The enterprise AI landscape is undergoing a significant transformation, as the exuberant 'tokenmaxxing' era gives way to a disciplined focus on return on investment. In a recent conversation on Bitcoin World’s Equity podcast and in separate industry discussions, NEA partner Tiffany Luck detailed how companies are recalibrating their AI spending after a period of unchecked experimentation.
Earlier in 2026, tokenmaxxing — encouraging employees to maximise AI tool usage without strict budget limits — was the unofficial motto of Silicon Valley. Uber reportedly exhausted its annual AI budget in just a few months, multiple firms scaled back Claude licenses, and Meta quietly decommissioned its internal AI usage leaderboard. The mounting costs have forced CFOs to ask a simple question: what did we actually get for our money?
Luck, who focuses on enterprise technology investments at one of the world’s largest venture capital firms, explained that the industry is now in a phase of 'disciplined deployment and measurement.' Many organisations lack the internal frameworks to capture AI’s true impact, because traditional metrics like cost-per-transaction fail to account for changes in workflow, decision-making, and customer experience. Industry reports indicate enterprise AI spending surged over 200% year-over-year, but only a fraction of that has translated into measurable productivity gains or revenue growth.

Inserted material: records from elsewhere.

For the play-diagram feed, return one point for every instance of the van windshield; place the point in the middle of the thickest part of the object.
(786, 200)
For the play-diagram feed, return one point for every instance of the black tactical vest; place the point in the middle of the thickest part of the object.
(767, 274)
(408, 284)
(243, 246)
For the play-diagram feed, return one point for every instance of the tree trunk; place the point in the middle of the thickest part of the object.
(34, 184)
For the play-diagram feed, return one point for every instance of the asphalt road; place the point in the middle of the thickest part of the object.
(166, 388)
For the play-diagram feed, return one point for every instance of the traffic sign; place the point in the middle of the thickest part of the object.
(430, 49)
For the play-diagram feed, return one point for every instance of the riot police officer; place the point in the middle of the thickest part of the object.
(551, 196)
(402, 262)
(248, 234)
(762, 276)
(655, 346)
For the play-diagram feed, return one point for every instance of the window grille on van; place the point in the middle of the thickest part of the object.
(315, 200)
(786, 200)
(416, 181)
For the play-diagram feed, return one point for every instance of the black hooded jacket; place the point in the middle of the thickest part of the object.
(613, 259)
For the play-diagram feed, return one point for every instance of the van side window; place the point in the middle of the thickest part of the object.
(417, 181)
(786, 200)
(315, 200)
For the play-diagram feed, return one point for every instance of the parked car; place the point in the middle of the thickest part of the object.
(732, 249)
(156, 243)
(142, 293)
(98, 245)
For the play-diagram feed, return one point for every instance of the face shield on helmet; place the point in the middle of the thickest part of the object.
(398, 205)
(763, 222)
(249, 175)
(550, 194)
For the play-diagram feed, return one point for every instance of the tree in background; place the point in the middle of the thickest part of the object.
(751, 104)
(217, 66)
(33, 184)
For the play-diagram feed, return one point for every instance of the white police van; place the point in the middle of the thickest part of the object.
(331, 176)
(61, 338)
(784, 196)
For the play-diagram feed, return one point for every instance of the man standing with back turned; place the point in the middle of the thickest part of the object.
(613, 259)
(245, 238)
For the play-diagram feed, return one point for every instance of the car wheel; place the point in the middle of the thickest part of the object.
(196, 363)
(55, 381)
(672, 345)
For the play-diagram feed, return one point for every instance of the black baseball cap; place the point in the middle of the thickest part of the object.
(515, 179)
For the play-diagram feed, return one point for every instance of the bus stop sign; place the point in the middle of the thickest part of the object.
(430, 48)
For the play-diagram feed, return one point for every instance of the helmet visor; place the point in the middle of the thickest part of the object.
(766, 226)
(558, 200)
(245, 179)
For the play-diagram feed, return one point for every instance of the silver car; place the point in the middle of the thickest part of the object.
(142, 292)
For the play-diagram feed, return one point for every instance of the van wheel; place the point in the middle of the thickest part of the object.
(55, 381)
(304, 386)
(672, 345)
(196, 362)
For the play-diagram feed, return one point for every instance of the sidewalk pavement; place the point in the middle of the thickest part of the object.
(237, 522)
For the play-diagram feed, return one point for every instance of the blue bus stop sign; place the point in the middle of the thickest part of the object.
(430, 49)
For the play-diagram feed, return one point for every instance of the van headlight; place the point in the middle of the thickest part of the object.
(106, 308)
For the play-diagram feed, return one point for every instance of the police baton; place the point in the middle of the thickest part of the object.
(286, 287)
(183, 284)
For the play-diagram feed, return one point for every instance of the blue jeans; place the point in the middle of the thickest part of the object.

A new ecosystem of startups is emerging to help companies track AI ROI. According to Luck, forward deployed engineers are acting as 'Trojan horses' for adoption, embedding within client organisations to demonstrate practical value. Rather than committing to a single model provider, enterprises are increasingly mixing and matching models depending on the task. Value, Luck stressed, is being created at every layer of the AI stack — not just at the model layer, but also in infrastructure, deployment tools, and vertical applications.
Looking ahead, Luck expressed particular optimism about consumer-facing personal agents, describing the potential for 'magic moments' where AI assistants seamlessly anticipate user needs. She also offered a measured view on the wave of AI IPOs in 2026, noting that investors are demanding clearer paths to profitability than in previous tech cycles. The days of funding AI companies on promise alone are fading.
For enterprises, the message is clear: innovation without measurement is just expensive experimentation. The tokenmaxxing hangover is forcing a healthier, more sustainable approach to AI adoption, where every dollar must be tied to a demonstrable outcome.